Y se reía, rodeándome el cuello con los brazos. El nudo de sus cabellos
se deshizo, y levantando entre las manos albas la onda negra, perfumada
y sombría, me azotó con ella. Suspiré parpadeando:
--¡Es el azote de Dios!
--¡Calla, hereje!
--¿Te acuerdas cómo en otro tiempo me quedaba exánime?
--Me acuerdo de todas tus locuras.
--¡Azótame, Concha! ¡Azótame como a un divino Nazareno!... ¡Azótame
hasta morir!...
--¡Calla!... ¡Calla!...
Y con los ojos extraviados y temblándole las manos, empezó a recogerse
la negra y olorosa trenza:
--Me das miedo cuando dices esas impiedades... Sí, miedo, porque no eres
tú quien habla: Es Satanás... Hasta tu voz parece otra... ¡Es
Satanás!...
Cerró los ojos estremecida y mis brazos la abrigaron amantes. Me pareció
que en sus labios vagaba un rezo y murmuré riéndome, al mismo tiempo que
sellaba en ellos con los míos:
--¡Amén!... ¡Amén!... ¡Amén!...
Quedamos en silencio. Después su boca gimió bajo mi boca.
--¡Yo muero!
Su cuerpo aprisionado en mis brazos tembló como sacudido por mortal
aleteo. Su cabeza lívida rodó sobre la almohada con desmayo. Sus
párpados se entreabrieron tardos, y bajo mis ojos vi aparecer sus ojos
angustiados y sin luz:
--¡Concha!... ¡Concha!...
Como si huyese el beso de mi boca, su boca pálida y fría se torció con
una mueca cruel:
--¡Concha!... ¡Concha!...
Me incorporé sobre la almohada, y helado y prudente solté sus manos aún
enlazadas en torno de mi cuello. Parecían de cera. Permanecí indeciso,
sin osar moverme:
--¡Concha!... ¡Concha!...
A lo lejos aullaban canes.
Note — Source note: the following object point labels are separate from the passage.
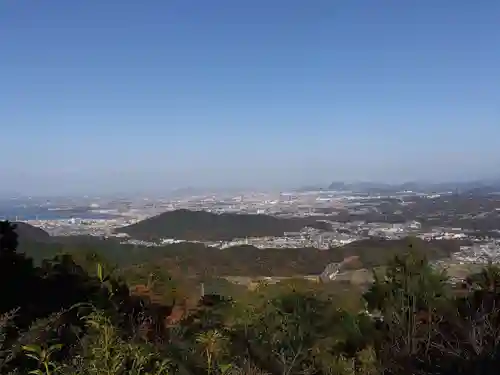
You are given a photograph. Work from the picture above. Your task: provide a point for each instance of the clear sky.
(117, 95)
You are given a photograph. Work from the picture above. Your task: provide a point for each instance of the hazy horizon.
(104, 97)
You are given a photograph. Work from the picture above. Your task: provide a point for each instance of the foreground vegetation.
(78, 315)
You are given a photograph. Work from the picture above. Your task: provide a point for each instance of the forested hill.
(202, 225)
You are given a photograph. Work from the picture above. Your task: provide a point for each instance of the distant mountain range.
(477, 186)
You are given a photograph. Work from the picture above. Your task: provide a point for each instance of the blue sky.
(118, 95)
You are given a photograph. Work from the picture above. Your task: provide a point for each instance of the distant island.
(206, 226)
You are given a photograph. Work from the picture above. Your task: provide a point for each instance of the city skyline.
(125, 96)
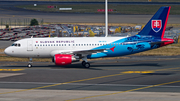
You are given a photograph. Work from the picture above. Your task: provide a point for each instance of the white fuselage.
(48, 47)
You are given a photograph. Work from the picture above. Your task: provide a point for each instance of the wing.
(81, 52)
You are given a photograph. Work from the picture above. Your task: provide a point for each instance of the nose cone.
(7, 51)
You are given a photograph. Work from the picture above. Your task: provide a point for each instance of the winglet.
(112, 48)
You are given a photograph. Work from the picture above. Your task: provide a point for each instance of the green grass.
(89, 8)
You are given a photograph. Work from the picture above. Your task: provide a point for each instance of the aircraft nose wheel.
(29, 65)
(86, 64)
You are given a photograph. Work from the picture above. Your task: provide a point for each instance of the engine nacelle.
(63, 59)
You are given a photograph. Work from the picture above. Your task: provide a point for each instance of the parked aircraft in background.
(64, 51)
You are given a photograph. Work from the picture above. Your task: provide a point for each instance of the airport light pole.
(106, 18)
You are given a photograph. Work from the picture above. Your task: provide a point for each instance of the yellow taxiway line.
(97, 78)
(125, 91)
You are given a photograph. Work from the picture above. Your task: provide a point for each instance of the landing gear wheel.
(83, 63)
(86, 65)
(29, 65)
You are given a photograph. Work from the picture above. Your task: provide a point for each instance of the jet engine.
(64, 59)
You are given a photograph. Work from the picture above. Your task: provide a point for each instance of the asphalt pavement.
(105, 80)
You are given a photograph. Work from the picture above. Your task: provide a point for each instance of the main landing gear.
(85, 63)
(30, 61)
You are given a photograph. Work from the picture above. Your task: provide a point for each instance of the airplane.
(64, 51)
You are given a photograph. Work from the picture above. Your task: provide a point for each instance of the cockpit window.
(16, 45)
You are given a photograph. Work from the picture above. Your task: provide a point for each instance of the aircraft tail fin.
(157, 24)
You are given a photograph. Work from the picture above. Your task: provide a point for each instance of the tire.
(86, 65)
(29, 65)
(83, 63)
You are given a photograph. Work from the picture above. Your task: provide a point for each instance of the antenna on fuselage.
(106, 18)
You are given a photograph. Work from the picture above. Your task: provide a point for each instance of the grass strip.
(92, 8)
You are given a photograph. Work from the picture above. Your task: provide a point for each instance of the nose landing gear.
(30, 62)
(85, 63)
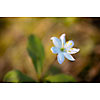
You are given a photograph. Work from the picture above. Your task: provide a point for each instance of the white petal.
(62, 37)
(55, 50)
(56, 42)
(69, 44)
(69, 57)
(60, 58)
(73, 50)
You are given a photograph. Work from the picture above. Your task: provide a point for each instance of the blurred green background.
(85, 32)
Sin ruido me deslicé hasta el suelo. Cogí la
luz y contemplé aquel rostro ya deshecho y mi mano trémula tocó aquella
frente. El frío y el reposo de la muerte me aterraron. No, ya no podía
responderme. Pensé huir, y cauteloso abrí una ventana. Miré en la
oscuridad con el cabello erizado, mientras en el fondo de la alcoba
flameaban los cortinajes de mi lecho y oscilaba la llama de las bujías
en el candelabro de plata. Los perros seguían aullando muy distantes, y
el viento se quejaba en el laberinto como un alma en pena, y las nubes
pasaban sobre la luna, y las estrellas se encendían y se apagaban como
nuestras vidas.
[imagen]
[imagen: _Memorias del Marqués de Bradomín_]
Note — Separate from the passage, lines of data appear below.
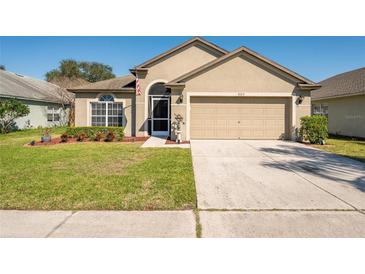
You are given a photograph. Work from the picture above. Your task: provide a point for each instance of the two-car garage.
(239, 117)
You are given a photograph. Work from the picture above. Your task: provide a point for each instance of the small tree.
(9, 111)
(314, 129)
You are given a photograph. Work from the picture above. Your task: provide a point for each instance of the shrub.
(46, 136)
(81, 136)
(110, 136)
(314, 129)
(91, 132)
(98, 136)
(64, 138)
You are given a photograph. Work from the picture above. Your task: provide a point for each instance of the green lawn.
(93, 175)
(348, 147)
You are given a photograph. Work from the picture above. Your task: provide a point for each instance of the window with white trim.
(53, 114)
(106, 112)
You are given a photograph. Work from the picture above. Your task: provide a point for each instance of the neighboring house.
(47, 102)
(219, 94)
(342, 99)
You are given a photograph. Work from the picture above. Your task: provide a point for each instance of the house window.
(106, 112)
(53, 114)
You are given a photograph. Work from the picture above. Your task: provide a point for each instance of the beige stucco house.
(342, 99)
(218, 94)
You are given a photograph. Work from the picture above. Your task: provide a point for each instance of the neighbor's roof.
(125, 83)
(195, 40)
(344, 84)
(233, 54)
(18, 86)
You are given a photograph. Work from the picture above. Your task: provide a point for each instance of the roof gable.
(242, 50)
(13, 85)
(196, 41)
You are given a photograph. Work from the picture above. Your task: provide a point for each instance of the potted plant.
(64, 138)
(46, 137)
(81, 137)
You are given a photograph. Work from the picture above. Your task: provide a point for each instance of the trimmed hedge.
(91, 132)
(314, 129)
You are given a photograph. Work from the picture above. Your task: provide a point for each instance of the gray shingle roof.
(119, 83)
(23, 87)
(344, 84)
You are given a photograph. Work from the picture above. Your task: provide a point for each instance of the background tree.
(9, 111)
[imagen: D]ejé abierta la ventana, y andando sin ruido, como si
temiese que mis pisadas despertasen pálidos espectros, me acerqué a la
puerta que momentos antes habían cerrado trémulas de pasión aquellas
manos ahora yertas. Receloso tendí la vista por el negro corredor y me
aventuré en las tinieblas. Todo parecía dormido en el Palacio. Anduve a
tientas palpando el muro con las manos. Era tan leve el rumor de mis
pisadas que casi no se oía, pero mi mente fingía medrosas resonancias.
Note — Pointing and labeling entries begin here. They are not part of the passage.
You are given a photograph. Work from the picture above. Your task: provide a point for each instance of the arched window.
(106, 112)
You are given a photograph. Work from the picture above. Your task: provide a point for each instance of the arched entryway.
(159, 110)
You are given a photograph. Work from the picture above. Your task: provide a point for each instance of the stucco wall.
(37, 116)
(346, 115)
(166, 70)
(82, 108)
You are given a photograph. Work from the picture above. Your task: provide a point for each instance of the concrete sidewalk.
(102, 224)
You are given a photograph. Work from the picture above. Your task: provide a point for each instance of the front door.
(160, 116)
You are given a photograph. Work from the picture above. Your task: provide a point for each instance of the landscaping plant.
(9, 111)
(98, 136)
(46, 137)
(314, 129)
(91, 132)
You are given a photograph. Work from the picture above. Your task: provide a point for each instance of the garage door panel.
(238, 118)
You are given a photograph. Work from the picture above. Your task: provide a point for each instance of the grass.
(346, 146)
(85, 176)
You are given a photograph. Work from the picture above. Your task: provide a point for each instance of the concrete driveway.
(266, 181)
Allá lejos, en el fondo de la antesala, temblaba con agonizante
resplandor la lámpara que día y noche alumbraba ante la imagen de Jesús
Nazareno, y la santa faz, desmelenada y lívida, me infundió miedo, más
miedo que la faz mortal de Concha. Llegué temblando hasta el umbral de
su alcoba y me detuve allí, mirando en el testero del corredor una raya
de luz, que marcaba sobre la negra oscuridad del suelo la puerta de la
alcoba donde dormía mi prima Isabel. Temí verla aparecer despavorida,
sobresaltada por el rumor de mis pasos, y temí que sus gritos pusiesen
en alarma todo el Palacio. Entonces resolví entrar adonde ella estaba y
contárselo todo. Llegué sin ruido, y desde el umbral, apagando la voz,
llamé:
--¡Isabel!... ¡Isabel!...
Me había detenido y esperé. Nada turbó el silencio. Di algunos pasos y
llamé nuevamente:
--¡Isabel!... ¡Isabel!...
Tampoco respondió. Mi voz desvanecíase por la vasta estancia como
amedrentada de sonar. Isabel dormía. Al escaso reflejo de la luz que
parpadeaba en un vaso de cristal, mis ojos distinguieron hacia el fondo
nebuloso de la estancia un lecho de madera. En medio del silencio,
levantábase y decrecía con ritmo acompasado y lento la respiración de mi
prima Isabel. Bajo la colcha de damasco, aparecía el cuerpo en una
indecisión suave, y su cabellera deshecha era sobre las almohadas
blancas un velo de sombra. Volví a llamar:
--¡Isabel!... ¡Isabel!...
Había llegado hasta su cabecera y mis manos se posaron al azar sobre los
hombros tibios y desnudos de mi prima. Sentí un estremecimiento. Con la
voz embargada grité:
--¡Isabel!... ¡Isabel!...
Isabel se incorporó con sobresalto:
--¡No grites, que puede oir Concha!...
Mis ojos se llenaron de lágrimas, y murmuré inclinándome:
--¡La pobre Concha ya no puede oirnos!
Un rizo de mi prima Isabel me rozaba los labios, suave y tentador. Creo
que lo besé. Yo soy un santo que ama siempre que está triste. La pobre
Concha me lo habrá perdonado allá en el Cielo. Ella, aquí en la tierra,
ya sabía mi flaqueza. Isabel murmuró sofocada:
--¡Si sospecho esto echo el cerrojo!
--¿Adónde?
--¡A la puerta, bandolero! ¡A la puerta!
No quise contrariar las sospechas de mi prima Isabel. ¡Hubiera sido tan
doloroso y tan poco galante desmentirla! Era Isabel muy piadosa, y el
saber que me había calumniado la hubiera hecho sufrir inmensamente.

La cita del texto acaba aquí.